Since the introduction of PHP5, us programmers have been treated to an abundance of magic methods. These are used in classes and provide extra functionality. They also tend to save a lot of time.
I'm here to introduce my favourite magic method,
__call(). I use this predominantly within my database files (models in an MVC framework). It allows me to create the functions below without having to write them out individually as they all bring back effectively the same data.
- getColumnByColumn()
- isColumn()
The items highlighted in bold are the crucial parts of the string. The parts that are not bold are just there to give the function name some meaning.
Let's take my member class as a prime example.

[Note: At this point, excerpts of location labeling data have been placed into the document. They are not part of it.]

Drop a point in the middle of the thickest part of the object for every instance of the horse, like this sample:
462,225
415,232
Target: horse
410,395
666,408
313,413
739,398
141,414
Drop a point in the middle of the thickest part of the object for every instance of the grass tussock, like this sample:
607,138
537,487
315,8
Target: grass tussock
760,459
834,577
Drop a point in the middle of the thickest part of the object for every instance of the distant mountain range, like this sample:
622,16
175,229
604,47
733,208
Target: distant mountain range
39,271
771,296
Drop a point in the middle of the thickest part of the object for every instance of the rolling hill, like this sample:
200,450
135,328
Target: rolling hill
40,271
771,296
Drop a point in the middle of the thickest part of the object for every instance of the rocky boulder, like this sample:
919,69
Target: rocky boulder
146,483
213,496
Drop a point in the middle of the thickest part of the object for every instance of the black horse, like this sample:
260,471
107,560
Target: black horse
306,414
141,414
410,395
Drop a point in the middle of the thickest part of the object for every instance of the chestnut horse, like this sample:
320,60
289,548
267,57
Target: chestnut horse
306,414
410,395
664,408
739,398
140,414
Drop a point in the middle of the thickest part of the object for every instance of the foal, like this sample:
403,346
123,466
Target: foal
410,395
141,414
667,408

You often find yourself wanting to get just one column. I could write the functions out individually like so:
- public function getUsernameByEmail($szUsername)
- public function getBirthByName($szDate)
The above functions would, in essence, return to me an email from the first function, and the birth date from the second. However, to save on the fingers it'd be great to bundle those into one function -
__call()!
We can compile the
__call() function like so to accept our
getSomethingBySomething() function and extract out the elements we need to query the database.
PHP Code:
public function __call($szName, $aArgs = null)
{
if(eregi('^get(.*)By(.*)$', $szName))
{
$aKeywords = array();
preg_match_all('/^get(.*)By(.*)$/iU', strtolower($szName), $aKeywords);
}
...
That would extract the two items from out of the
$szName variable and input it into
$aKeywords array allowing me to query the database later on in the script. This is what happens when I create a
__call() function and then call it using my snippet of code above:
- I call a member function like: $pMember->getNameByEmail('test@demo.com');
- PHP checks to see if the function getNameByEmail() exists, if not it checks to see if __call() exists.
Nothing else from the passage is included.